A University of South Florida Health preclinical study indicates that FKBP51-progesterone receptor binding plays a critical role in stress-induced preterm birth

Babies born before 37 weeks, particularly those born before 34 weeks, have more health problems and may face long-term complications like heart and lung diseases and neurodevelopmental delays.

Tampa, FL (March 8, 2021) — Preterm birth is a leading cause of infant deaths and illness in the U.S. — yet its underlying molecular causes remain largely unclear. About 40 to 50% of preterm births, defined as births before 37 weeks of pregnancy, are estimated to be “idiopathic,” meaning they arise from unexplained or spontaneous labor. And, maternal stress linked to depression and post-traumatic stress disorders as well as fetal stress have been strongly implicated in preterm births with no known cause.

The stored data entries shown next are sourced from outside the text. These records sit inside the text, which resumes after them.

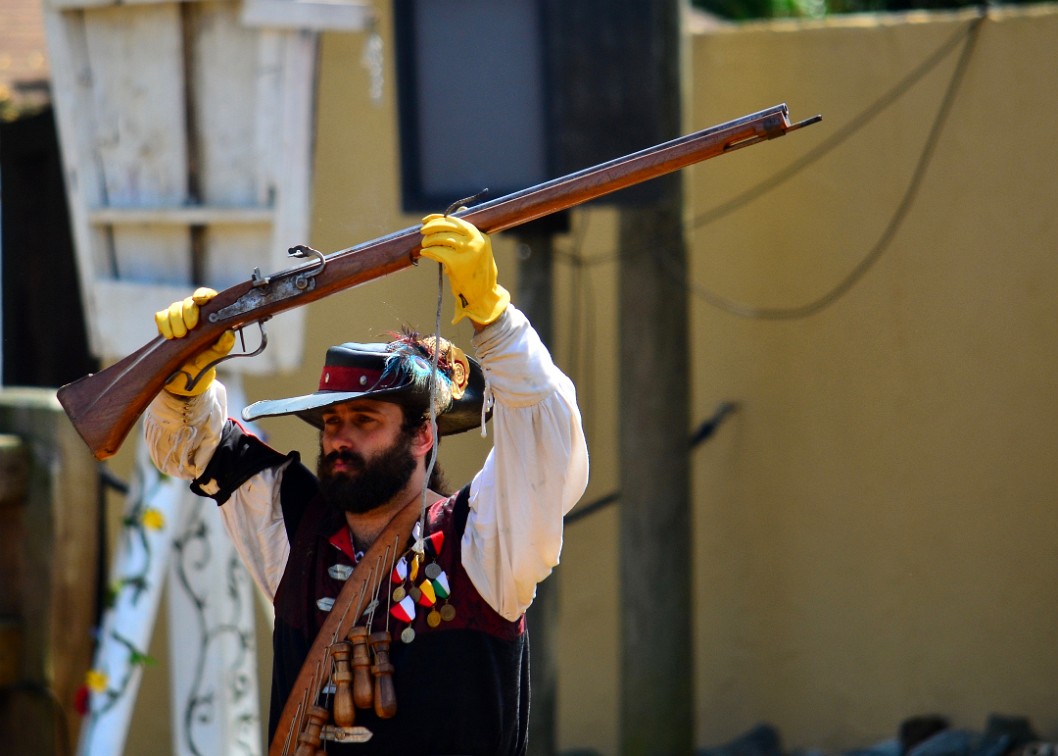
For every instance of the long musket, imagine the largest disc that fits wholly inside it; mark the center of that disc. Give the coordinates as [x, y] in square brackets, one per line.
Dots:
[104, 406]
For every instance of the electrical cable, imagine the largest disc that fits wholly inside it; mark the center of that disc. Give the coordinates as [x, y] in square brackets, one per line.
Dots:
[895, 221]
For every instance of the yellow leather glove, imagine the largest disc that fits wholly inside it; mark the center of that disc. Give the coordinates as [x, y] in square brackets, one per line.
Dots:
[466, 254]
[175, 321]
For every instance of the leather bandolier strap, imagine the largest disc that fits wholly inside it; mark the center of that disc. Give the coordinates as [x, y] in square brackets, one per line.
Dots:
[340, 621]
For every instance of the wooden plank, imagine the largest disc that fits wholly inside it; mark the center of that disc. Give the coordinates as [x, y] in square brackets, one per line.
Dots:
[201, 215]
[75, 118]
[338, 15]
[138, 96]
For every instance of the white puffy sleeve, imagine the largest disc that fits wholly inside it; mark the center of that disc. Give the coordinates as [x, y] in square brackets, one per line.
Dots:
[182, 436]
[534, 474]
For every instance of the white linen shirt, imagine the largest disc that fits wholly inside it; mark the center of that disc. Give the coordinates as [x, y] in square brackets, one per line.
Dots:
[534, 474]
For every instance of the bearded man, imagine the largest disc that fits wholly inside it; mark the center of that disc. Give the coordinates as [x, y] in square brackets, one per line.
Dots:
[456, 606]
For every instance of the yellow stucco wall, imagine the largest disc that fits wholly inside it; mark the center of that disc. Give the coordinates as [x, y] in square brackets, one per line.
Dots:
[875, 526]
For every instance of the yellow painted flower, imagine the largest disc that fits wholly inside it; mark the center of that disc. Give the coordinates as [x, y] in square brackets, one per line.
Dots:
[96, 681]
[152, 519]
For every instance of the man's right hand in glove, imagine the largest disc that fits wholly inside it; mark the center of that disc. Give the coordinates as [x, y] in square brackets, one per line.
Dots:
[175, 323]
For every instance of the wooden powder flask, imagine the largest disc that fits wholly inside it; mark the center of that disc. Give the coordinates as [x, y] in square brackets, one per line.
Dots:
[344, 711]
[363, 686]
[385, 696]
[308, 742]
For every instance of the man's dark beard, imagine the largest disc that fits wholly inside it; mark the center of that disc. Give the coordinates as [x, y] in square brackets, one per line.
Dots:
[372, 482]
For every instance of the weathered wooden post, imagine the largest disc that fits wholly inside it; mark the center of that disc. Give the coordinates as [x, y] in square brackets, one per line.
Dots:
[49, 544]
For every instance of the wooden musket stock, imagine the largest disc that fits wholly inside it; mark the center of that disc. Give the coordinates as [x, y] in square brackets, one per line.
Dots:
[104, 406]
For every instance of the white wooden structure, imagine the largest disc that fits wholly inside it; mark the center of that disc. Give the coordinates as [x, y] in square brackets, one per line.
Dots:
[186, 130]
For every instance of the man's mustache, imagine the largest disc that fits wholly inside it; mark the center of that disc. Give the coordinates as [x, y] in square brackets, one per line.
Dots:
[352, 459]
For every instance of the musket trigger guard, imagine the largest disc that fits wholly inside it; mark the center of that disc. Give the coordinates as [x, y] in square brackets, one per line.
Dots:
[302, 281]
[194, 380]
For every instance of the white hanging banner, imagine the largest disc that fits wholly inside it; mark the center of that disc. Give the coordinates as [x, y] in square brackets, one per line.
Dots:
[152, 506]
[212, 645]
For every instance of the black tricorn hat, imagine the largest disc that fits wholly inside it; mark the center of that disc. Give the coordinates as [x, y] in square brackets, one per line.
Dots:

Now, for the first time, a University of South Florida Health (USF Health) preclinical study has uncovered a mechanism to help explain how psychological and/or physiological stress in pregnant women triggers idiopathic preterm birth. A research team at the USF Health Morsani College of Medicine Department of Obstetrics and Gynecology shows how cortisol — the “fight-or-flight” hormone critical for regulating the body’s response to stress — acts through stress-responsive protein FKBP51 binding to progesterone receptors to inhibit receptor function in the uterus. This reduced progesterone receptor activity stimulates labor.

The findings were published online first March 8 in Proceedings of the National Academy of Sciences (PNAS).

“This new study fills in some longstanding mechanistic gaps in our understanding of how normal labor begins and how stress causes preterm birth,” said the paper’s senior author Charles J. Lockwood, MD, senior vice president of USF Health, dean of the USF Health Morsani College of Medicine, and a professor of obstetrics and gynecology specializing in maternal-fetal medicine.

Dr. Lockwood was a co-principal investigator for the study along with the paper’s lead author Ozlem Guzeloglu-Kayisli, PhD, a USF Health associate professor of obstetrics and gynecology. Nihan Semerci, MSc, a senior biological scientist, shares the lead authorship with Dr. Guzeloglu-Kayisli.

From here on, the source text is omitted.